CONCLUSIONS & FUTURE DEVELOPMENTS
a summary of concluding thoughts from the publication and highlights of important future developments
This report offers a new, broader perspective on demand-side strategies.
These programs can be a critical component of a comprehensive transportation
improvement program to improve the efficiency of the current transportation
system, and they can also be an integral part of longer-term transportation
and land use plans in order to change the fundamental influences on
demand for the single occupant vehicle traveling at peak periods on
congested roads. Ultimately, demand-side programs can be a critical
factor in “decoupling” the link between economic growth
and transportation growth. Economic growth creates new demands for travel
and not all of this new demand can be accommodated on current or future
roads (OECD, 2002).
Demand-side programs, in their traditional form of commute trip reduction,
were born from energy crises of the 1970s as a response to fuel shortages.
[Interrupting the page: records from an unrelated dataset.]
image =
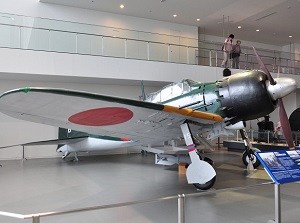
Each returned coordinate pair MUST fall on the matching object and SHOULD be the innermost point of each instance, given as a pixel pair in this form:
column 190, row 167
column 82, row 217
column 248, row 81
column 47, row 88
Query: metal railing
column 181, row 213
column 28, row 33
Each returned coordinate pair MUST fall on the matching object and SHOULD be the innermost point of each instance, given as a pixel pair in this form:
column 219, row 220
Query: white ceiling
column 276, row 19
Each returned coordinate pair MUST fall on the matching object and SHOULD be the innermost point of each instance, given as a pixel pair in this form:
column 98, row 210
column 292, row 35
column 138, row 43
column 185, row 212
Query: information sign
column 283, row 166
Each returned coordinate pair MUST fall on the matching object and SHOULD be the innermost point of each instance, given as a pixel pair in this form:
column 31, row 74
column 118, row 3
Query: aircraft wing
column 48, row 142
column 97, row 114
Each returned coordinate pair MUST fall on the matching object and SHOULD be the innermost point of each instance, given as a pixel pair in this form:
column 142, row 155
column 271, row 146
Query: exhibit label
column 283, row 166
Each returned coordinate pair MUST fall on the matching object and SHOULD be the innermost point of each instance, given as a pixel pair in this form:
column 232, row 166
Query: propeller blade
column 285, row 125
column 264, row 68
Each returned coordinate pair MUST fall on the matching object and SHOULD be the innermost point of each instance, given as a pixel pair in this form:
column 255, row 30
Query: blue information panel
column 283, row 166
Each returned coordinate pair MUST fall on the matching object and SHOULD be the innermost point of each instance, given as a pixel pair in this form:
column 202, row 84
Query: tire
column 255, row 161
column 207, row 185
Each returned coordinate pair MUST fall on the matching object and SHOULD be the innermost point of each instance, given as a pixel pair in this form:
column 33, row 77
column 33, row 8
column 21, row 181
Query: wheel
column 207, row 185
column 254, row 160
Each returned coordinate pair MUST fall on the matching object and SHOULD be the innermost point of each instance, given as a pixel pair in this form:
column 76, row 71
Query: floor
column 43, row 185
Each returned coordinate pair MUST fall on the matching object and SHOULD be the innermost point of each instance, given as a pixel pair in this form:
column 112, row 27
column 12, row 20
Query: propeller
column 280, row 91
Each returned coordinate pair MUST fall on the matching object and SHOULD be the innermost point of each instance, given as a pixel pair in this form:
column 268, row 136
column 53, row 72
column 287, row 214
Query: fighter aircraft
column 185, row 109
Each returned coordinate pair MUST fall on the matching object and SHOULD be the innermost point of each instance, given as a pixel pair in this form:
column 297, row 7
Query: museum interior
column 139, row 111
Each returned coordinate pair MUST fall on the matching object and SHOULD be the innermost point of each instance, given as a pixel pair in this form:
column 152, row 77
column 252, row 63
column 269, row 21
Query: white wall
column 37, row 9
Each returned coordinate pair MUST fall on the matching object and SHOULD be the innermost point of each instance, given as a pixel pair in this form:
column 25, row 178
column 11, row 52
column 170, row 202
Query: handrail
column 201, row 53
column 181, row 212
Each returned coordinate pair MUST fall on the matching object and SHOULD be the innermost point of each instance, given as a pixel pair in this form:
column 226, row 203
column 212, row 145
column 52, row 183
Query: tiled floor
column 42, row 185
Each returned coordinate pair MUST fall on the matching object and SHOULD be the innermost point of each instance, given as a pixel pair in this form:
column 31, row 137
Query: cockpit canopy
column 172, row 90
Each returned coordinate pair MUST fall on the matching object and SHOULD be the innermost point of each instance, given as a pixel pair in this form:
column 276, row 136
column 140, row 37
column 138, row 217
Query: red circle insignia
column 102, row 116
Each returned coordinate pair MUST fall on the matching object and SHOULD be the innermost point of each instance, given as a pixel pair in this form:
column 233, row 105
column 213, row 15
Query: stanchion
column 181, row 211
column 277, row 204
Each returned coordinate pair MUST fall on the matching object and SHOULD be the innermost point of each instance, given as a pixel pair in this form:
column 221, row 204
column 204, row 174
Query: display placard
column 283, row 166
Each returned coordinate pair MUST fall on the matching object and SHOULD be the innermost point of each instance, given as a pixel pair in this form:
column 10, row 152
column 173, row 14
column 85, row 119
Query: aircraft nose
column 283, row 87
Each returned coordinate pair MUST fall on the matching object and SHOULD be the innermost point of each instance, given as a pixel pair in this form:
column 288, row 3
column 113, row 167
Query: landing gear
column 207, row 185
column 248, row 154
column 199, row 173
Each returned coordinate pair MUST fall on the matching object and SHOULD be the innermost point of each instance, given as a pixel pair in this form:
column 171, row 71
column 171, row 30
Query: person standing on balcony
column 227, row 48
column 235, row 54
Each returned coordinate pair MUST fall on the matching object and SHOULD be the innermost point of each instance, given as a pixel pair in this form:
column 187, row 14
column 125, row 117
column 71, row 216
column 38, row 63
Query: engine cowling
column 245, row 97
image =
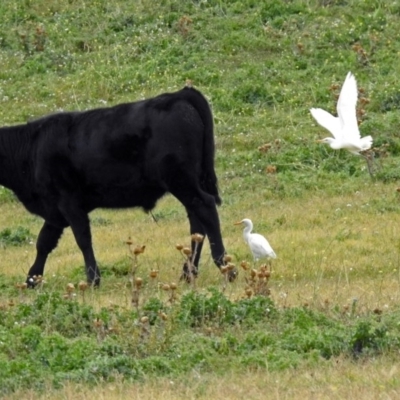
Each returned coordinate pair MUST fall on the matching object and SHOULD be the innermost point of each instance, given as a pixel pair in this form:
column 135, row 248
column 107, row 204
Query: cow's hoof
column 33, row 281
column 232, row 275
column 188, row 276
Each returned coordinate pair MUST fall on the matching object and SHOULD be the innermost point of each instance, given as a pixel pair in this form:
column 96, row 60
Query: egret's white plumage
column 344, row 127
column 259, row 246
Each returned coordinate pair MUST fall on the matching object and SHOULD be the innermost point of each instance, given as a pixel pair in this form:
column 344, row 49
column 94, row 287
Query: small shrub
column 16, row 237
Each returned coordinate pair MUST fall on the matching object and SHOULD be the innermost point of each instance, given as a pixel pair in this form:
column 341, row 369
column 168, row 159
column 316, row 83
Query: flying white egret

In the new millennium, managing demand extends to all types of travel,
be it parents walking a group of kids to school in a “walking
bus,” visitors to a National Park leaving their cars off-site
and using clean shuttles, new residents opting to live in “transit-oriented
developments” to avoid the need for an extra car, or shippers
coordinating deliveries to avoid congested roads and clogged city streets.
This is all demand management. Many of the tools used today by transportation
planners, traffic engineers, and traffic operations managers are designed
to modulate the demand for travel (by mode, route, location or time)
rather than provide more capacity in the system to accommodate more
trips. This new perspective on demand-side programs can still benefit
from some of the findings from the 1993 FHWA report, “Implementing
Effective TDM Measures.” That report discussed the “economics
of TDM” by estimating that the average cost to society to accommodate
a one-way daily solo commute trip was $6.75, whereas the cost to employers
to reduce a commute trip was $1.33. Carpooling cost commuters $1.92
per trip, whereas driving alone cost $4.81. (COMSIS 1993) These economics
are as compelling today and they were ten years ago. Perhaps as the
“demand for TDM” grows and is applied to other travel markets,
the economics are even more compelling.
In the future, the role of demand-side programs in solving specific
problems and contributing to larger goals will be even greater as our
inability to squeeze more cars into a limited road system compels us
to look for ways to do things “smarter” and to focus on
moving people, goods, and information rather than cars and other vehicles.